DNA repair proteins, in addition to their roles in DNA damage response and repair, have been found to contribute to the reduction of protein production by restricting the ribosomal DNA (rRNA) transcription. This discovery could lead to the development of new medicines to slow the effects of ageing or even halt the progression of cancer.
A recent study, led by Distinguished Professor Kyungjae Myung’s team from the Center for Genomic Integrity, within the Institute for Basic Science (IBS) at UNIST, has revealed an unexpected role of a protein, involved in the DNA repair mechanism.
The findings, published in the April issue of the Proceedings of the National Academy of Sciences (PNAS), report that the protein SHPRH (SNF2 histone linker PHD RING helicase) not only helps to fix mistakes generated during DNA replication, but also contributes to the generation of new ribosomes, the cell’s “protein factories.” The research team notes that this new task depends on the nutritional state of the cell and might be associated with aging and anemia.

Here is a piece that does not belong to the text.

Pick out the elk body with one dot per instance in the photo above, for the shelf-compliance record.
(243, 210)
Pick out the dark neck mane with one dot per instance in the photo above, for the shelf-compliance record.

“Some proteins that repair damaged DNA are produced by the cells at high quantities even when there are no DNA mistakes to correct,” says Distinguished Professor Myung, corresponding author of the study. “Therefore we thought the protein was likely to have another role beyond DNA repair and it turns out that SHPRH joins the category of proteins that have plural functions.”
This study provides evidence that SHPRH functions in rRNA transcription through its interaction with histone H3 in a mammalian target of rapamycin (mTOR)-dependent manner.
The research team found out that this extra function of SHPRH came from its location within the mammalian cells. They discovered that SHPRH is located inside the cell’s nucleus, in particular sections of the nucleus where ribosomes are made, known as nucleoli.
Interestingly, when no new nutrients were added to the cells for multiple days, clusters of SHPRH appeared. This triggered the idea to test SHPRH behavior during cellular starvation. As expected, the research team found that just two hours after growing cells without nutrients in the experiment, SHPRH clusters (or foci) appeared, and when nutrients were added, they disappeared again.
Since nucleoli are the production sites of ribosomes, the research team investigated SHPRH’s role in ribosome synthesis and clarified that the second function of SHPRH in mammals is associated with the transcription of rRNA, an essential component of ribosomes.
DNA repair proteins are often connected with the growth function. For instance, the rate of cell proliferation depends on the rate of protein synthesis, which is regulated by the ribosome and the rRNA.
When cells lack nutrition, they slow their energy consumption and reduce ribosome production via rDNA transcription. The reason for doing this is to slow the effects of aging and to delay the onset and progression of cancer. Moreover, since flaws in ribosome biogenesis are connected with several metabolic problems, such as aging, anemia and cancer, studying these proteins is worthwhile, according to the research team.
In case of cellular starvation, SHPRH is clustered in foci and dissociated from ribosomal DNA that is packed in a so-called ‘poised’ state, ready to be active as soon as the cell has enough nutrients. For this reason, if nutrients are added during a time of starvation, the SHPRH spots disappear and ribosome production can be quickly recovered.
This study has been supported by the intramural Research Programs of the National Human Genome Research Institute and of the National Institute of Child health and Human Development.
Deokjae Lee, Jungeun An, Young-Un Park, Hungjiun Liaw, Roger Woodgate, Jun Hong Park, and Kyungjae Myung. “SHPRH regulates rRNA transcription by recognizing the histone code in an mTOR-dependent manner,” PNAS (2017).